Magistrado ponente: German Gonzalo Valdes Sánchez

Decreto 2591 de 1991

CORTE SUPREMA DE JUSTICIA Tutela Exp N° 7271 CORTE SUPREMA DE JUSTICIA SALA DE CASACIÓN LABORAL Radicación N° 7271 Acta N° 01 Magistrado Ponente: Germán G. Valdés Sánchez Bogotá, D.C., dieciocho (18) de enero de dos mil dos (2002). Resuelve la Corte la impugnación interpuesta Giovani Vélez Mejía contra el fallo proferido por la Sala Laboral del Tribunal Superior del Distrito Judicial de Barranquilla, de fecha nueve (09) de noviembre dos mil uno (2001), por el cual la Sala negó la acción de tutela promovida por el impugnante, contra la Dirección General de Sanidad Naval de la Armada Nacional, por la supuesta violación del derecho a la información. Antecedentes Manifiesta el señor Giovani Vélez Mejía que con el fin de obtener su libreta militar, previo un análisis médico concienzudo, y superadas las pruebas, ingresó a prestar el servicio militar.

Que dos meses después de reclutado, en Puerto Leguízamo, acudió al médico por una dolencia en el oído derecho, que según su diagnóstico, era el resultado de una infección producida por la contaminación del río. Que juró bandera y a mediados de diciembre no pudo presentarse a uno de los entrenamientos porque el oído seguía molestándole y el médico le prohibió “ir a los polígonos”, porque el ruido podía afectarlo más. Que fue “elegido para una demostración anfibia por tierra y agua debiendo “manejar un mortero de 80”, lesionándose nuevamente con el impacto de la detonación. Que hacía parte de un pelotón que debía salir para Puerto Inírida, Departamento de Guaviare, pero por su problema auditivo no fue enviado.
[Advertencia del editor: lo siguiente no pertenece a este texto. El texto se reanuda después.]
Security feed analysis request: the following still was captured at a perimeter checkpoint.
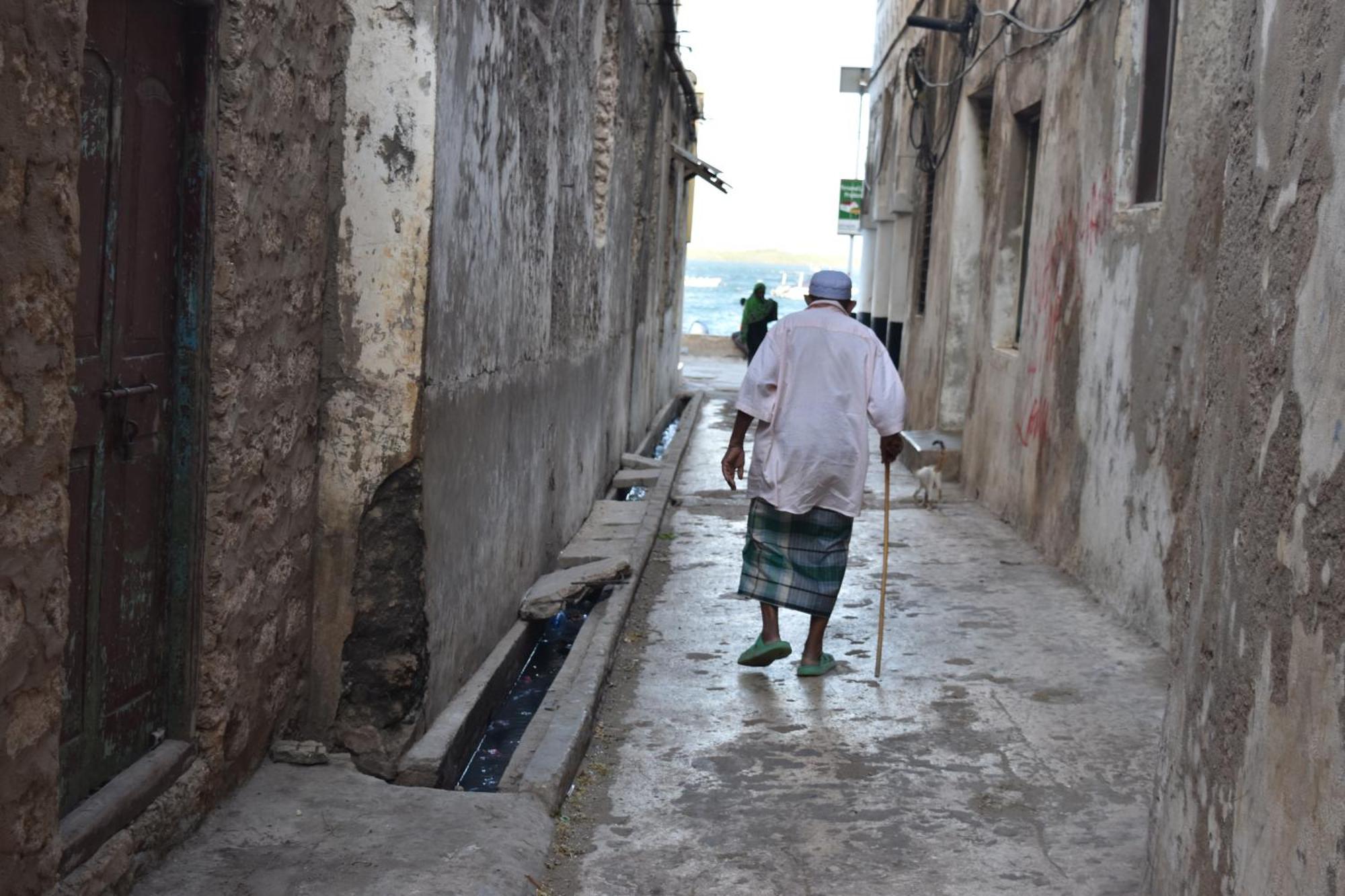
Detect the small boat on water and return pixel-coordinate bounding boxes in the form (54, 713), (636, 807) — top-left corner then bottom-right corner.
(771, 270), (808, 301)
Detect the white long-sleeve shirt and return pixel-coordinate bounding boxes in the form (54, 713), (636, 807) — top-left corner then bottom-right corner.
(737, 301), (907, 517)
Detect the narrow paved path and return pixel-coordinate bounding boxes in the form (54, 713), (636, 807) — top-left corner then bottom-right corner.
(549, 362), (1166, 896)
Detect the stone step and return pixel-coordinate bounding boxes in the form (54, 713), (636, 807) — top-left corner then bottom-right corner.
(621, 452), (663, 470)
(612, 470), (659, 489)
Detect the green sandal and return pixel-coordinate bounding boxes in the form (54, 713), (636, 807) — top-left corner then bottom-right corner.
(799, 654), (837, 678)
(738, 635), (794, 666)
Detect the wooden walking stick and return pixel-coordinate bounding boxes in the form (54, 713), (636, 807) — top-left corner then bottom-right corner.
(873, 463), (892, 678)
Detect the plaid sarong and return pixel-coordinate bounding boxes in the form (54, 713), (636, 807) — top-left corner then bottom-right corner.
(738, 498), (854, 616)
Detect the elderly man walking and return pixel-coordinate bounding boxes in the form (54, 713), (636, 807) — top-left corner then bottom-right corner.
(721, 270), (905, 676)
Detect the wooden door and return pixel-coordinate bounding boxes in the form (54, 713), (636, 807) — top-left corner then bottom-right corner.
(61, 0), (187, 813)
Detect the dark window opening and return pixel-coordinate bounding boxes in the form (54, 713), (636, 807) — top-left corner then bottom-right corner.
(916, 172), (935, 315)
(1135, 0), (1177, 202)
(1013, 106), (1041, 345)
(967, 87), (995, 171)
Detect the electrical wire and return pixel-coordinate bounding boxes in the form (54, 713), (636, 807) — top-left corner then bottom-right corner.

Que en cambio, recibió de la oficina de Sanidad Naval, una orden para trasladarse a Bogotá al Hospital Central Militar, donde fue atendido. Que posteriormente debió someterse a una serie de citas demasiado espaciadas para sus dolencias y que su traslado resultaba casi imposible porque debía correr con los gastos del mismo, y no contaba con los recursos suficientes.

Que su estado de salud física, (se le afectó también el oído izquierdo) y mental, se fue deteriorando cada vez más. Que en marzo de 1991 “se efectuaron las ceremonias de baja (Terminó el servicio militar)”. Le entregaron la Libreta Militar, un certificado de “conducta excelente” y el 70% del valor de su pasaje. No se le certificó su estado de salud, ni se expidió constancia alguna de la enfermedad adquirida mientras prestaba el servicio.

Que a la fecha en que instauró esta acción, no ha recibido los certificados médicos ni copia de la historia clínica por él solicitada reiterativamente. Pretende el señor Vélez Mejía, que se protejan sus derechos fundamentales y que se ordene a la Dirección de Sanidad Naval de la Armada Nacional, con sede en Bogotá, Dirección Comando General, (CAN) entregarle, “en el menor tiempo posible los exámenes médicos que se le practicaron en el hospital Central Militar en la Sección de Otorrinolaringología, a mediados de 1990 y hasta marzo de 1991”, mes en el que se le dio de baja, después de 9 meses de servicio.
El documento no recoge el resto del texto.